Eight weeks ago, I sat frozen at my desk—the cursor blinking like a judgmental eye. Another Monday. Another newsletter deadline missed. My “writing day” had dissolved into 7 hours of email ping-pong, TikTok spirals, and staring at a wall.
Then something snapped.
I grabbed a red marker and scrawled on my calendar: “HOW MANY REAL WORDS DID YOU WRITE TODAY?”
What followed wasn’t just productivity porn. It was a reckoning.
Today? I draft three articles before my coffee gets cold. My brain feels like a laser-guided missile. And no, I didn’t join a cult or buy a $997 course.
Let’s talk about the three lies we tell ourselves—and how to fix them.
Lie #1: “I Worked for Hours!” (Spoiler: You Didn’t)
We’ve all been that student Jordan Peterson grilled—claiming 4-hour library sessions while secretly clocking 45 minutes of actual work.
Here’s my dirty secret: For years, I counted “writing time” as:
- Scrolling research tabs (aka Wikipedia black holes)
- Rewriting the same opening sentence 12 times
- “Thinking breaks” that magically turned into 3-episode Netflix binges
The Fix: Track raw focus minutes like a hawk.
I used Toggl to log every undistracted writing sprint. The results were humiliating:
- Week 1: 22.6 hours at desk → 4h 17m actual writing
- Week 4: 18.3 hours at desk → 9h 55m writing
Less desk time. Double the output.
Lie #2: “I’ll Fix Everything Tomorrow”
We’re wired for dramatic overhauls—”New Year, New Me!” energy. But lasting change? It creeps in through 5% daily upgrades.
Here’s what worked:
- The 2% Tidier Workspace Rule: Each morning, I spent 90 seconds decluttering one distraction (e.g., moving my phone charger to another room).
- Sentence Sprints: Instead of “write 1,000 words,” I’d race my oven timer to finish 3 messy sentences in 5 minutes.
- Error Celebration: Highlighting cringe-worthy drafts with a sticky note: “This garbage gets me closer to gold.”
By week 6, my “rituals” felt automatic:
✅ Noise-cancelling headphones on
✅ Phone in a timed kitchen locker
✅ Hemingway-editor mode activated
Lie #3: “Discipline = Deprivation”
We picture productivity monks chained to desks. But constraints? They’re freedom in disguise.
My three non-negotiable rules now:
- The 90-Minute Firewall: No app notifications until I hit “stop” on my Focus@Will playlist.
- Progress > Perfection: If I don’t laugh at at least one terrible draft per session, I’m editing too early.
- Aftercare Matters: 15-minute walks where I verbally summarize what I wrote (no notes allowed—forces clarity).

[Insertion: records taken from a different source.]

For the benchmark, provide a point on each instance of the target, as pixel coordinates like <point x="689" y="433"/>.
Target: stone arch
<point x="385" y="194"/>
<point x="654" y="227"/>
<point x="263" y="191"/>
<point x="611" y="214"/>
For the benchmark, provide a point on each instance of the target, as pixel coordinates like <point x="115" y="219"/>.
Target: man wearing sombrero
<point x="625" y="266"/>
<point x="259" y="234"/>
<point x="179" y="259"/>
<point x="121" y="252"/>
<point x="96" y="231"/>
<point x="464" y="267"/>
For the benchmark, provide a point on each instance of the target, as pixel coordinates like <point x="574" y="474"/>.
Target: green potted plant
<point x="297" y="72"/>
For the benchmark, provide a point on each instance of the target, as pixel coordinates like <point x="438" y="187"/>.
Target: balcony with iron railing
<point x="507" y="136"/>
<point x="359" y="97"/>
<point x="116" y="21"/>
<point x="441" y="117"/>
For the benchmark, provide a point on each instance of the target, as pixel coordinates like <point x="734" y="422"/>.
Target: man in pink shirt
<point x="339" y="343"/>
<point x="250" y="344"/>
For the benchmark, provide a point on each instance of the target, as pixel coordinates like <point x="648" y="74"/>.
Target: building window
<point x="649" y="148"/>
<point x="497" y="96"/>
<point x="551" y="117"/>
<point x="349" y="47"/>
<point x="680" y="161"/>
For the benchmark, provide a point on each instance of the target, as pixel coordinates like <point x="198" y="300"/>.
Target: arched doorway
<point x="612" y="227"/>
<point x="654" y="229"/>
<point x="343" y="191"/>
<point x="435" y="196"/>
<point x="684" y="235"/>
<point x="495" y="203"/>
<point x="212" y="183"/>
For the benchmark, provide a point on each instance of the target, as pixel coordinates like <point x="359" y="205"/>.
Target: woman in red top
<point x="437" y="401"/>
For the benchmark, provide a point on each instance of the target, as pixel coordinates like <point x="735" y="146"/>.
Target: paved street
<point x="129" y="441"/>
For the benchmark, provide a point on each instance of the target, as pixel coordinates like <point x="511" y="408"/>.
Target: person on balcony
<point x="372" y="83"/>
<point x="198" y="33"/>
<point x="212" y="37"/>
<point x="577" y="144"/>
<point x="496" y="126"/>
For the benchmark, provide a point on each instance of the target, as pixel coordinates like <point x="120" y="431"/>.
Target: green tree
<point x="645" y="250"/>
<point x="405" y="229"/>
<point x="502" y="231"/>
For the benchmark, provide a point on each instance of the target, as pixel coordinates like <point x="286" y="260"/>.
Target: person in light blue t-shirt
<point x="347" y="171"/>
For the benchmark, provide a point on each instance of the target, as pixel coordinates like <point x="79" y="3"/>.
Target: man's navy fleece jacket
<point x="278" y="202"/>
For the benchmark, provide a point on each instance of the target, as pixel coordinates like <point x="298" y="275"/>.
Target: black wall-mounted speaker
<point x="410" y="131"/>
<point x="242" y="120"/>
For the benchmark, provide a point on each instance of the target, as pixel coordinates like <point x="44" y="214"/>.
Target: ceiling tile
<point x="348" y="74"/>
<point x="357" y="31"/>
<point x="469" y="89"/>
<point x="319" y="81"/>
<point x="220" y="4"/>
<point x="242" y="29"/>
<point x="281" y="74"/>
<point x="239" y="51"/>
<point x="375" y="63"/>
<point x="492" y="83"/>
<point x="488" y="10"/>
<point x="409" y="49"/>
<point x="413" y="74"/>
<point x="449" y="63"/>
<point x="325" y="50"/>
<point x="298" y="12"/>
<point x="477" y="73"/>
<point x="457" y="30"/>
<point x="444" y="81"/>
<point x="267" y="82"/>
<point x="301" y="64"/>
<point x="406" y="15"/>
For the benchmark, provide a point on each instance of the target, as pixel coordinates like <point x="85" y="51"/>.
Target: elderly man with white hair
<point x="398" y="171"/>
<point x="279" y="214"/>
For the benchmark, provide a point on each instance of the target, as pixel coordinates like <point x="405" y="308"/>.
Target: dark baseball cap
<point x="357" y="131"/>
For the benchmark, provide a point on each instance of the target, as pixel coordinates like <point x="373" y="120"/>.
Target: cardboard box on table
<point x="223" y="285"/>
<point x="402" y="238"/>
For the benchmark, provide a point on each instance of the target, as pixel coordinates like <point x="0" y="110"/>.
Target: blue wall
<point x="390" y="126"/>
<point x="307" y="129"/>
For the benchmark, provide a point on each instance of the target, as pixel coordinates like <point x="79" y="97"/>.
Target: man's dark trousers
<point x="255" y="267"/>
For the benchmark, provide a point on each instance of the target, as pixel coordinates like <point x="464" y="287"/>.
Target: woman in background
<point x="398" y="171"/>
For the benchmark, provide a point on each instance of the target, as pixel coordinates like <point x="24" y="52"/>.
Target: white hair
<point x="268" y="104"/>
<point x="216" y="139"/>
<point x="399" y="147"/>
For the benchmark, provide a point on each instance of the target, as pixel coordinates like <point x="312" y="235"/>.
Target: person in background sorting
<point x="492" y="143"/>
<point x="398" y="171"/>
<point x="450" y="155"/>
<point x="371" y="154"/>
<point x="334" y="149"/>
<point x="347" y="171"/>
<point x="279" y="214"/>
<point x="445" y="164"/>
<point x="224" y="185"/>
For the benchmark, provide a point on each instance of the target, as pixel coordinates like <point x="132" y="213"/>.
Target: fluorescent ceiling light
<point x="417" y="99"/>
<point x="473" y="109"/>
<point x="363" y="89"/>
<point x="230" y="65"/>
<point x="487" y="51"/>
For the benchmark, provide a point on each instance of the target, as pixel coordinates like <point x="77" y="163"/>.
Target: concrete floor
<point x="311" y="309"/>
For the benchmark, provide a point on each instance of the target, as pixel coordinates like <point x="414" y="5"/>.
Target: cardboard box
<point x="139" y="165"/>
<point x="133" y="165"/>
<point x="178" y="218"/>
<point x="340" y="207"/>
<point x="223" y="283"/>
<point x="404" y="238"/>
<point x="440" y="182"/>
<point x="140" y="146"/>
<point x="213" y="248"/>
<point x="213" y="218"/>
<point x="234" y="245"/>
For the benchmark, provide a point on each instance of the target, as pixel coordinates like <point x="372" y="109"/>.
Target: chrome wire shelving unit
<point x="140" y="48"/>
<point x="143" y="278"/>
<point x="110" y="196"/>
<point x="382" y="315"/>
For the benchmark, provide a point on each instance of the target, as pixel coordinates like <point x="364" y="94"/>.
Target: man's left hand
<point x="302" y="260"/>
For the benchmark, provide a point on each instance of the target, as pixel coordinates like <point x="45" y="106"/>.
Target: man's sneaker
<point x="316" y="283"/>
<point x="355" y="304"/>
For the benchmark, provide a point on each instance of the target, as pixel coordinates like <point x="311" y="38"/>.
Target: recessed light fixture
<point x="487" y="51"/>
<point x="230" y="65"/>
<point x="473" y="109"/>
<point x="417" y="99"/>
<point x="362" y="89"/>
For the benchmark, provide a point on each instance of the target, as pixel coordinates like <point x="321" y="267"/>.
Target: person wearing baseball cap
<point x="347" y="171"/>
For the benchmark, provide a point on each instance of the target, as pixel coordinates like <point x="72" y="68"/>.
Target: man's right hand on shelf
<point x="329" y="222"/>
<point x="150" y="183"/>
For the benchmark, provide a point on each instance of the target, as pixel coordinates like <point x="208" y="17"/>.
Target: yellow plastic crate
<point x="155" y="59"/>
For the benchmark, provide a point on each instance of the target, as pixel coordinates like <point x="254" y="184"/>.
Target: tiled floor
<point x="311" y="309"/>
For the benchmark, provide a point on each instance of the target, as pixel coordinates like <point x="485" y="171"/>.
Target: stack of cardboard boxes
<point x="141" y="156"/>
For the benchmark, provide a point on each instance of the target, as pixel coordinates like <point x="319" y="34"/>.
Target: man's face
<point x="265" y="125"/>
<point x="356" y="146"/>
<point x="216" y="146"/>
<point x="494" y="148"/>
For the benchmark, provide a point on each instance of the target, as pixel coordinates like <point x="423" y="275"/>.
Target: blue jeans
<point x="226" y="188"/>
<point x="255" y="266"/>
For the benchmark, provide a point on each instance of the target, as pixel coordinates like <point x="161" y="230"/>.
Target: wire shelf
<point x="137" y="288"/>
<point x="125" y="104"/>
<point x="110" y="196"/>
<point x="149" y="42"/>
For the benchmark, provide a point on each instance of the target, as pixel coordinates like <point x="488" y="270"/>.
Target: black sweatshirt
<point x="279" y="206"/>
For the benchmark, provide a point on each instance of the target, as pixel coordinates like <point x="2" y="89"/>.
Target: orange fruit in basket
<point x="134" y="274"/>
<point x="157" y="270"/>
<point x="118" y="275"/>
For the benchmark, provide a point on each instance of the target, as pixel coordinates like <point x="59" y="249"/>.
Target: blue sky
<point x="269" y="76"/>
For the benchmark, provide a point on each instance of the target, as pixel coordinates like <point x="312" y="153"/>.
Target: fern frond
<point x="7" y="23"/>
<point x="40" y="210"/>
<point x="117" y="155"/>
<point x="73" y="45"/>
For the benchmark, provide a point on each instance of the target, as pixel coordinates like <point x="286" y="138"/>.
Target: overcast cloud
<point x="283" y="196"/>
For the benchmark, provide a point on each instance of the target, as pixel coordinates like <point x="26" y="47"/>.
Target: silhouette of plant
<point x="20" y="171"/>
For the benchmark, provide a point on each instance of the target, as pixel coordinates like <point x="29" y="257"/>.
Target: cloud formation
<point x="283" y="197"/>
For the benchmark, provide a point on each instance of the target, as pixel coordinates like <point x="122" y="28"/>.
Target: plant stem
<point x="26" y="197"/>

The magic isn’t in the rules themselves. It’s in treating writing like brushing teeth—unremarkable, essential, impossible to skip.
Your Turn: Become a Content Factory
You don’t need more time. You need to weaponize the time you’ve already got.
Try this tonight:
- Grab a sticky note.
- Write your ugliest, most vulnerable writing confession (“I spend 40 minutes daily reorganizing bullet points”).
- Below it, scribble: “What if I did the opposite for just 5 minutes tomorrow?”
That’s your gateway drug.
Eight weeks from now, you’ll be the person others side-eye at coffee shops—the one casually churning out pages while they’re still doomscrolling.
The factory floor is open. Clock in.